By giving thanks to God in every thing, every time, every situation, our spirits are united with God and we can, indeed, be in a state of wonder, a state of ceaseless prayer with our Creator and our Lord. The poet, John Milton, framed it this way, “ Gratitude bestows reverence, allowing us to encounter everyday epiphanies, those transcendent moments of awe that change forever how we experience life and the world.”

This is God’s Will for You in Christ Jesus

Rejoice always. Pray without ceasing. In everything give thanks.

Paul also reminds us that this is God’s will for you in Christ Jesus. This is God’s will, God’s intention, God’s plan for you.

Even as you pack your boxes, load up your cars, and head into the future on paths unknown. Even as you circulate your resumes, and make your lists, and plan your plans for what you intend to do with your lives. Remember this:

God has plans for you. God’s plans are waiting for you to discover.
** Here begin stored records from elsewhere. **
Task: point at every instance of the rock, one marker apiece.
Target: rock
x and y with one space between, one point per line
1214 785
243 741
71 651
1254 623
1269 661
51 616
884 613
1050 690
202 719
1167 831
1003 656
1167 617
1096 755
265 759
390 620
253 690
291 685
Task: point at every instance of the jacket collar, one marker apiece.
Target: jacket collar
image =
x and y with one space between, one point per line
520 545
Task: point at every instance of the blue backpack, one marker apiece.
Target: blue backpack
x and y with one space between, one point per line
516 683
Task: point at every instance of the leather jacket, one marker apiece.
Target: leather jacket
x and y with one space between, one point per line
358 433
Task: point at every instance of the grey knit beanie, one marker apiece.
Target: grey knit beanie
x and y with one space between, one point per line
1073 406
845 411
And you will discover them in rejoicing, your will discover them in living with a grateful spirit, you will discover them prayer.

The last words I leave you are from the prophet Jeremiah (29: 11-14):

For surely I know the plans I have for you, says the LORD, plans for your welfare and not for harm, to give you a future with hope. Then when you call upon me and come and pray to me, I will hear you. When you search for me, you will find me; if you seek me with all your heart, I will let you find me, says the LORD.

Rejoice always. Pray without ceasing. In everything give thanks. For this is God’s will for you in Christ Jesus.

Advice to live by. Thanks be to God!